I have L027( Armbrusteri), L200, and otocinclus Cacoma
The L027, and L200  would be ok a bit higher, don’t think the oto’s would though, the tropheus are ok at 28, but dissolved oxygen soon starts to become a problem
I cannot (not prepared to) turn the tank into a jacuzzi
I am out all day (at work), so required a 100% solution
I run a GHL computer which controls temperature, and when i ran t5’s, it dimmed the lights as temperature rose (which obviously helped), leds, have less impact on water temperature
Problem  is once the sun comes round (after 1230 ish), even with windows open, the temperature in the “fish room” continues to rise with time, i have put sheets of 20mm polystyrene inside the windows, which helped a lot, but i still couldn’t keep water temp below 30 (when i got home), i used to but bags of ice cubes in the tanks, as the temperature dropped, the fish became more active
The chillers mean i can keep the tanks at whatever temperature i desire, I have lost zero fish since purchasing them, and would purchase them again in a heartbeat
It’s clearly  best for the fish to have consistent parameters, the tropheus continue to spawn even in this weather, so i know they appreciate it😊


----------



## fredi (18 Jun 2022)

Aleman said:


> Take a look at second hand python chillers, coupled with an inkbird, or D-D temp controller. It'll have no issues keeping it cool .... However, they are noisy, and put out heat, not to mention electricity consumption!!😱😱😱😱. In the brewery, it can keep a 500L fermenter at 20C on the hottest of days, even with an active fermentation under way!
> 
> If I was to use one I'd probably decouple it and chill a sump.

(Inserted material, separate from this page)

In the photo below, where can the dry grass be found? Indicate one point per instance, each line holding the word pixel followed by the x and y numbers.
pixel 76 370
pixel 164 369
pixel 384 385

The hailea chillers are not too noisey,  they do however impact on flow, if connected to filter outlet, not checked power consumption, too frightening 😂😩😩😩😩
I use Eheim pumps, switched by ghl,  its a mess, but i put it all away, once it cools down a bit


----------



## Mortis (16 Aug 2022)

Ill give you some advice as a fishkeeper from Mumbai where its hot and humid for half the year and cooling the tank is a perpetual discussion on our fish groups

1] Cooling or PC fans are good enough to keep water temps at acceptable levels IF your average humidity levels are below 70* and you have air movement to carry the evaporated water out of the room. Also keep in mind you will need to top up with RO or similar more often.
2] Chillers are the most effective but you have to size them right and have a good pump as well as ventilation to get rid of the hot exhausted air. Main cons are they are expensive to buy and kind of medium to expensive to run. Also spares, service and repairs are hard to come by. Most people rely on an Air Con technician to repair otherwise they get dumped when they fail out of warranty.
3] Option 3 is what I use. Move the tank into the bedroom and get an Air Conditioner. Keeps the tank cool and you as well. The cost of purchasing and running is not much more than an aquarium chiller which only chills one tank. Also you need not use it all day just FYI. My AC is only used at night and brings tank temps down to 22* in the morning and its gets up to a max of 26-27 on the hottest days by night and then the cycle repeats.

So I would suggest starting with the cheapest option i.e. a bank of fans blowing across the surface and then if the tank is in the bedroom get an AC. From what Ive been hearing from my friends in the UK you guys are going to need it


----------